Youth Month rallies 'a waste of money'
The Young Communist League in KwaZulu-Natal has urged the provincial government to scrap the funding of Youth Month commemoration rallies and events as they are a waste of taxpayers' money and do nothing to address the plight of young people.
Youth league provincial secretary Mondli Mkhize said on Wednesday the commemorations only benefited the "tenderpreneurs", who were given contracts by government to host events. He said this call to government emanated from the Young Reds' two-day provincial meeting held earlier this week.
He also said the annual Youth Parliament hosted by the legislature, which precedes Youth Month commemorations, was nothing but a waste of money.
"These are just talks shows. Speaker after speaker gets on stage and conveys messages that do not address the challenges faced by young people. After that they are given handouts and go home.
"Even local and district municipalities, some with financial constraints, hold these commemorations but they do not help the youth," said Mkhize.
"Millions of rands are wasted and government should rather put the money on initiatives and programmes that would uplift the youth. The large number of unemployed people are young people and they are sitting idle whereas they are the most productive structure of our society.
"All that energy is redirected to wrong things such as drugs and crime. Instead, the money could be used to give them skills to participate in the economy," he added.
He said most young people attended June 16 rallies to listen to musicians perform.

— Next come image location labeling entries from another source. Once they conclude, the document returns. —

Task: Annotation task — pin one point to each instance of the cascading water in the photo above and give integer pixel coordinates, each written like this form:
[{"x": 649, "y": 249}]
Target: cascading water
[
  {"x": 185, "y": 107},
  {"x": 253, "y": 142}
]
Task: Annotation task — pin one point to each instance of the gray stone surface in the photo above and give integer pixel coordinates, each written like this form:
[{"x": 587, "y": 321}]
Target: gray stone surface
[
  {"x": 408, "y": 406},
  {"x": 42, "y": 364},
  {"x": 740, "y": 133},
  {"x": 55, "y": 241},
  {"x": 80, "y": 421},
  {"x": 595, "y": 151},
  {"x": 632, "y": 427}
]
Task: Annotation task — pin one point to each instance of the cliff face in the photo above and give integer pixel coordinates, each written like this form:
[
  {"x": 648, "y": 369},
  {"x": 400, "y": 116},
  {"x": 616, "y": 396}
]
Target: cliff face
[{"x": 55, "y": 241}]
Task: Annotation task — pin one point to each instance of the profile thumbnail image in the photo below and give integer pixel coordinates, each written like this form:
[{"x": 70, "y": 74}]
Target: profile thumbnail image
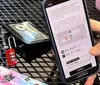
[{"x": 72, "y": 35}]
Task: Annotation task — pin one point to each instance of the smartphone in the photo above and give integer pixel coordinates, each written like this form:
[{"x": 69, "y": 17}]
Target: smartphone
[{"x": 71, "y": 37}]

It was time they refused to be overlooked or used only when leaders, who wanted to be re-elected, needed backing.
Provincial ANC secretary Sihle Zikalala said the party in the province has noted the league's comments. "While we agree we should prioritise youth development and the development of the society as a whole, we also believe the development of society is dependent on building the legacy of our country," he said.
Ndabe Sibiya, spokesman for premier Zweli Mkhize, noted the young communists concerns, but said it was important to celebrate Youth Day like all national holidays, as it reminded South Africans where they came from.
He added that the Youth Parliament was an imperative platform for young people to influence government policies.